A research team consisting of professors from the Macau University of Science and Technology (MUST) has showed that there is a substantial shared genetic susceptibility to one type of diabetes among populations with East Asian ancestry and in European individuals.
Recently, a group of over 100 researchers from 30 organisations, including the Chinese Center for Disease Control and Prevention, the National University of Singapore, and the University of Tokyo undertook a study of diabetes among East Asian individuals.
This study is thought to be the largest meta-analysis using genome-wide association studies (GWAS) in East Asians to identify the genetic loci associated with type 2 diabetes (T2D).
It also provides the most comprehensive and precise catalogue of East Asian T2D genetic association effects available so far.
The research involved nearly half a million people with T2D and healthy control individuals from 23 East Asian studies.
This study emphasises the substantial shared genetic susceptibility to T2D among populations with East Asian ancestry and European individuals, as shown by the strong correlation of effect sizes among T2D-associated genetic variants with common allele frequencies.
However, compared to a recent study of T2D-associated genetic variants in individuals of European ancestry, there was less attenuation of effects on T2D in analyses adjusted for BMI in the East Asian subjects.
In East Asian populations, T2D typically occurs at lower BMI and waist circumference levels than in European populations.
The common variants that have been associated with T2D in European populations showed strongly correlated effect sizes in the East Asian populations in this new study.
The strongest difference between sexes was seen at a region near ALDH2 genes, which showed strong association in males but no association in females.
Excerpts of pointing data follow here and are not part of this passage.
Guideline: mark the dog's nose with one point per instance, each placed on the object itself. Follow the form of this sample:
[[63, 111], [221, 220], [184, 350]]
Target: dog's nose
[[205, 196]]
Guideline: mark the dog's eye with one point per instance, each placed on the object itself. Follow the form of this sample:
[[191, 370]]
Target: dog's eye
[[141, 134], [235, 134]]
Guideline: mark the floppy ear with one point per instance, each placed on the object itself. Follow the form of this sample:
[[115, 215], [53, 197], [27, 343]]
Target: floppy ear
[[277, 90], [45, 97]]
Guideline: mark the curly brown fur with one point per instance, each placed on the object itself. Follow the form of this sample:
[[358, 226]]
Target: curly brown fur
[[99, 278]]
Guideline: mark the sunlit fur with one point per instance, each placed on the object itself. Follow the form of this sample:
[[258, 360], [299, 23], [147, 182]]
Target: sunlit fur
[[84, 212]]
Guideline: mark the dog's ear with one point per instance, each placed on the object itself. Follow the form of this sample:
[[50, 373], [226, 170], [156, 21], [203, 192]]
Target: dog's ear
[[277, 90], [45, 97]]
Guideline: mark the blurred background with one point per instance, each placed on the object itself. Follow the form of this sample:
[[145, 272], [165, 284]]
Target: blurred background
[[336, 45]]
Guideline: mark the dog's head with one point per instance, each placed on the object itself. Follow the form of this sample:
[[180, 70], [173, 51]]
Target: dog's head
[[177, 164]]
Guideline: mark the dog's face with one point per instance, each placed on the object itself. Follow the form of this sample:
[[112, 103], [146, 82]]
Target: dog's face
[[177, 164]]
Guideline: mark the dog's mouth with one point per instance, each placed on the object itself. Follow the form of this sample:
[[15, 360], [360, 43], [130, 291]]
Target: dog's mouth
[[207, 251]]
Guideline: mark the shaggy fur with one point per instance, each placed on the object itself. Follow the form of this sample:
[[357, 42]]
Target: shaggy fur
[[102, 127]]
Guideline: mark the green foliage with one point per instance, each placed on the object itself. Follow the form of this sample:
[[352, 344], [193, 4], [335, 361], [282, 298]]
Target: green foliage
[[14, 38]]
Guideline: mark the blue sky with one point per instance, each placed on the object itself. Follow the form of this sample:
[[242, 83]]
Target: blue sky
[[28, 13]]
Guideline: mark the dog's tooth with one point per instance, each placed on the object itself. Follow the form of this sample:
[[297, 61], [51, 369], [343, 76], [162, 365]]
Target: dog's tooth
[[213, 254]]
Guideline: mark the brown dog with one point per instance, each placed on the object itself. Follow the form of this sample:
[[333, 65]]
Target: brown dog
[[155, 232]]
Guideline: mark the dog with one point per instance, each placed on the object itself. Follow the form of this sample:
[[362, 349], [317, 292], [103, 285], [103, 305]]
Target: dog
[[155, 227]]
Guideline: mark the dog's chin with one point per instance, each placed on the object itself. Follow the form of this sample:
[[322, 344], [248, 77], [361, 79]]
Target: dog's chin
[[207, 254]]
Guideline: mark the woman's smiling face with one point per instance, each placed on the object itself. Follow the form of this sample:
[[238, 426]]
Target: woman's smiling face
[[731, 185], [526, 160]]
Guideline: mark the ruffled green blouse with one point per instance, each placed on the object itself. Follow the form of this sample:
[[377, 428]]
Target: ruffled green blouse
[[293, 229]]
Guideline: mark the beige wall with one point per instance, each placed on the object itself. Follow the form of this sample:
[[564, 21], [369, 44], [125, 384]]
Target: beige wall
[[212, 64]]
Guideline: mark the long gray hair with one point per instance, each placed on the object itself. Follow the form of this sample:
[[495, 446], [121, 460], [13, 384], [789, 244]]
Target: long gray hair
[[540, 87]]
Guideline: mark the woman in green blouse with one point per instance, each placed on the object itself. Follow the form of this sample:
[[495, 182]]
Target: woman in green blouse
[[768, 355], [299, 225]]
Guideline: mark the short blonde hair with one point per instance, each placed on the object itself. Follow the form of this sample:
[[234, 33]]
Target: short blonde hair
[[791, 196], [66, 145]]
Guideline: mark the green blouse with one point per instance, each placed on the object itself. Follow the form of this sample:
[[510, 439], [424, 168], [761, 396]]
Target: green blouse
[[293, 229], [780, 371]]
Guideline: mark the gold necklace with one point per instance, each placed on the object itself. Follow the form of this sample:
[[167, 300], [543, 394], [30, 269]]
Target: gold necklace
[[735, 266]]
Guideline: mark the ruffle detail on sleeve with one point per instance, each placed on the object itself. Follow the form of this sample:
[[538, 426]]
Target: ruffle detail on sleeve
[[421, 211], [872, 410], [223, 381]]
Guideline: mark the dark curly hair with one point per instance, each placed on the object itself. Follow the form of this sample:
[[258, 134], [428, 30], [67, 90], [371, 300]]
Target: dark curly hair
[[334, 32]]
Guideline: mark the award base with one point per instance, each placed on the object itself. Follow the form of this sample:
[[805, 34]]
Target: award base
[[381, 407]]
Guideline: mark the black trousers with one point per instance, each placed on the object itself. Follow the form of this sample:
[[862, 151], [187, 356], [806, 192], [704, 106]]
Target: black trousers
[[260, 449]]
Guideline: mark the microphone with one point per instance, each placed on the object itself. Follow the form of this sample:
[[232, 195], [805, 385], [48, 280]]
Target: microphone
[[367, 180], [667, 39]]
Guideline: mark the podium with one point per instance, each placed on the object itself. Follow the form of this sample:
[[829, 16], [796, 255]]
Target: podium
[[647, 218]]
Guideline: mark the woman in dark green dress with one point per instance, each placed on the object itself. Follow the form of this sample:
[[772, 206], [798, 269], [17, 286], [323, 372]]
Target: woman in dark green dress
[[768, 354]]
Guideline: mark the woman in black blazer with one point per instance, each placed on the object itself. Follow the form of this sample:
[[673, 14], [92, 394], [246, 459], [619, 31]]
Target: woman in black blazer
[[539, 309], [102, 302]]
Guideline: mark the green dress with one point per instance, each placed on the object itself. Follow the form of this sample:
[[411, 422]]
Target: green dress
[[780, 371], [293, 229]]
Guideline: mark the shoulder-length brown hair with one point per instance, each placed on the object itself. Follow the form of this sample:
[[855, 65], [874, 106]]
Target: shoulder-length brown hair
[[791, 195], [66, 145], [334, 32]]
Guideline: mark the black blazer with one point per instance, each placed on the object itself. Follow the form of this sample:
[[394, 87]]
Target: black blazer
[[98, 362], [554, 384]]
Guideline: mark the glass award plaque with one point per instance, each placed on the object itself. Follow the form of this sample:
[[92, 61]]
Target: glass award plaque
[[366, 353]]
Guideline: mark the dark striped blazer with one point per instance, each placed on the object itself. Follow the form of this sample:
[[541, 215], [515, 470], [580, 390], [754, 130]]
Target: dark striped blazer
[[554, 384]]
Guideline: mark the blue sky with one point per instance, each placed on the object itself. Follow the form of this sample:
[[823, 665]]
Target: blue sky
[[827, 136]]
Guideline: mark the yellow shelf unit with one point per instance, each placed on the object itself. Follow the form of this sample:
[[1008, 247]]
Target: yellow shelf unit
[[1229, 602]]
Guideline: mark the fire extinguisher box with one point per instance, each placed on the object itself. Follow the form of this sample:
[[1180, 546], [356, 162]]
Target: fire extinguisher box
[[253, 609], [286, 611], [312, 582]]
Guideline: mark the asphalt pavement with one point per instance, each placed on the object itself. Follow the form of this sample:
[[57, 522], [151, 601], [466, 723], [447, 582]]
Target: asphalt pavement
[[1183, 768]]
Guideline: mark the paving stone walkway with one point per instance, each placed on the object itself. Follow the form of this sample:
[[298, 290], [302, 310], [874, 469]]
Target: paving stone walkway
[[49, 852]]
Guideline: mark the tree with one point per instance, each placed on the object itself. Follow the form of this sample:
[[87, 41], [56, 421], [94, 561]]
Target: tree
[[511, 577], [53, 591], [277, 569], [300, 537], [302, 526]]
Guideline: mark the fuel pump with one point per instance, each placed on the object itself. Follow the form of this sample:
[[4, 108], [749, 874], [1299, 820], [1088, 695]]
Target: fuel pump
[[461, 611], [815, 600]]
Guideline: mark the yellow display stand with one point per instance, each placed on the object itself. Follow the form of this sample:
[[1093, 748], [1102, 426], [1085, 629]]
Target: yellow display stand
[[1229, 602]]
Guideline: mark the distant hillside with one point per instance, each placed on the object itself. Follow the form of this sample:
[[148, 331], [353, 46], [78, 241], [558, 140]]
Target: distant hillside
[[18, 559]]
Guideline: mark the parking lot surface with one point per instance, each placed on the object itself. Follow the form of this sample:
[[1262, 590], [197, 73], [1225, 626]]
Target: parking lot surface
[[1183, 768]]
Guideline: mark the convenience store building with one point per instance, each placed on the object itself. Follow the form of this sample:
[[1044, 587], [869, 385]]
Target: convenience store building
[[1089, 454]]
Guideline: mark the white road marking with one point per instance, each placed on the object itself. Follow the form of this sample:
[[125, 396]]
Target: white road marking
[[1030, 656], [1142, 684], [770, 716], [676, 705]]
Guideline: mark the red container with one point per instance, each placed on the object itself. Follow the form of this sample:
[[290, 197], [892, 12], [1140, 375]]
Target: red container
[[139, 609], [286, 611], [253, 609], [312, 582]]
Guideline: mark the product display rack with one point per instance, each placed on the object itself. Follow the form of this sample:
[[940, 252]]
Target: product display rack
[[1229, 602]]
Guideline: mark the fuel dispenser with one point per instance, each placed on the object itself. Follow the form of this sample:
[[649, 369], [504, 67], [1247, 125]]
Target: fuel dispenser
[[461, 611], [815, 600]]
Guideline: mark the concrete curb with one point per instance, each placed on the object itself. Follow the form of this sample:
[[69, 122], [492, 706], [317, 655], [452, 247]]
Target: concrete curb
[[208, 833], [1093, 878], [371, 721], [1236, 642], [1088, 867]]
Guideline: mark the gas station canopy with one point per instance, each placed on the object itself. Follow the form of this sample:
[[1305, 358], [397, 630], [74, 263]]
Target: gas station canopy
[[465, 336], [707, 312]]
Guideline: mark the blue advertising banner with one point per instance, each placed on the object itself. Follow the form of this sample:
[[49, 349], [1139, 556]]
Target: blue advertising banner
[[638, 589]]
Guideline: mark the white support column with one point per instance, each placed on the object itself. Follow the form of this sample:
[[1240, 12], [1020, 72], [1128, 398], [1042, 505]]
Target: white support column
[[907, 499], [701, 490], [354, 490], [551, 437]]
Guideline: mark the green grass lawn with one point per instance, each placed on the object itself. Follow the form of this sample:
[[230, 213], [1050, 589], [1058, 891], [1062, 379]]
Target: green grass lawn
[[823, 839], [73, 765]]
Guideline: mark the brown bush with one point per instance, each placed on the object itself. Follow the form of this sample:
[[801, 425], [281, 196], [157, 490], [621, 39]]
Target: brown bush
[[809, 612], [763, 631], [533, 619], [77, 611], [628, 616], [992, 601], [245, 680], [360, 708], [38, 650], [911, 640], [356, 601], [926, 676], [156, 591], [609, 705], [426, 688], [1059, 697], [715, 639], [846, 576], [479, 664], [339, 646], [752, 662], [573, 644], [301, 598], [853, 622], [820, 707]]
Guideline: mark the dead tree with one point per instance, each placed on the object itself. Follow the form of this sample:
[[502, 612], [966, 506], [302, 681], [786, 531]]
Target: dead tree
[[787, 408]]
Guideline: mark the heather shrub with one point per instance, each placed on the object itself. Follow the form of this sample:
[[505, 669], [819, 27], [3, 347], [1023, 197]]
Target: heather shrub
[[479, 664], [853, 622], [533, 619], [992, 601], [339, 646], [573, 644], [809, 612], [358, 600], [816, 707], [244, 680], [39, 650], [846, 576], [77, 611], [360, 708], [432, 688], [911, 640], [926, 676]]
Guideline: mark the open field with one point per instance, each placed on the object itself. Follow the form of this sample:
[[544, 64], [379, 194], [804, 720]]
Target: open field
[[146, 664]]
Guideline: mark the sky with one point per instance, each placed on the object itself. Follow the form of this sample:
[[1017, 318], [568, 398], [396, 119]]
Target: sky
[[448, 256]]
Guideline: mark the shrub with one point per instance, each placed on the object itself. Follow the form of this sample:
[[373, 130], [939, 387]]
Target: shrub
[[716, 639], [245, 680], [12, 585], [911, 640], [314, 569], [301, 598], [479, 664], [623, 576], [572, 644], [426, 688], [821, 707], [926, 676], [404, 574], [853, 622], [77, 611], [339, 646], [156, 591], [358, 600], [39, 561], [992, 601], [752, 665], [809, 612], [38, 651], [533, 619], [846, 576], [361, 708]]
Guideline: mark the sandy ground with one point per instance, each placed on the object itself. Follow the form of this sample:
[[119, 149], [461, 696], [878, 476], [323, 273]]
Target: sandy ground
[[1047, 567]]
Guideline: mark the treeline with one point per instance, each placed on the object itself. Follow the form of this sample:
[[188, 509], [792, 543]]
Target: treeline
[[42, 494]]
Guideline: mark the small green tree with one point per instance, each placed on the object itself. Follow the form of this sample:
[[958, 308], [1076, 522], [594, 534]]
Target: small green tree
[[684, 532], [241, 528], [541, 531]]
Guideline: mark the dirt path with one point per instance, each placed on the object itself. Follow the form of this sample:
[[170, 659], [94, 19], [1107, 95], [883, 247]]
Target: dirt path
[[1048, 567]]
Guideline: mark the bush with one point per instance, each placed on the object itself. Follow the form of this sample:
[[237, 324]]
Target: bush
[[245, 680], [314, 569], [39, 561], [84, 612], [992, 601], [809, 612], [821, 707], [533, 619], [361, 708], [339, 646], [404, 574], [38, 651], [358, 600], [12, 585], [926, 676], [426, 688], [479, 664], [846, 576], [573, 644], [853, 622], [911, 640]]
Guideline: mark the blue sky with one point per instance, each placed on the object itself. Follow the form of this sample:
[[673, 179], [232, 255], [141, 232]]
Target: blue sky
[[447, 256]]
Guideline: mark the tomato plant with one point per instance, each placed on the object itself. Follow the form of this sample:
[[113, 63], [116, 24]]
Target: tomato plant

ALDH2 encodes aldehyde dehydrogenase, a key enzyme in alcohol metabolism.
Variants at this locus leading to reduced aldehyde dehydrogenase activity and reduced alcohol metabolism are associated with flushing, nausea, and headache following alcohol consumption in East Asians.
The T2D risk allele near ALDH2 is associated with the better tolerance of alcohol and increased BMI, blood pressure and high-density lipoprotein cholesterol, but decreased low-density lipoprotein cholesterol and lower cardiovascular risk.
These results provide a foundation for future biological research into the pathogenesis of T2D and offer potential targets for interventions designed to modify disease risk.
According to MUST, association studies in diverse populations like this are important to identify additional loci and elucidate disease-associated genes, biology, and pathways.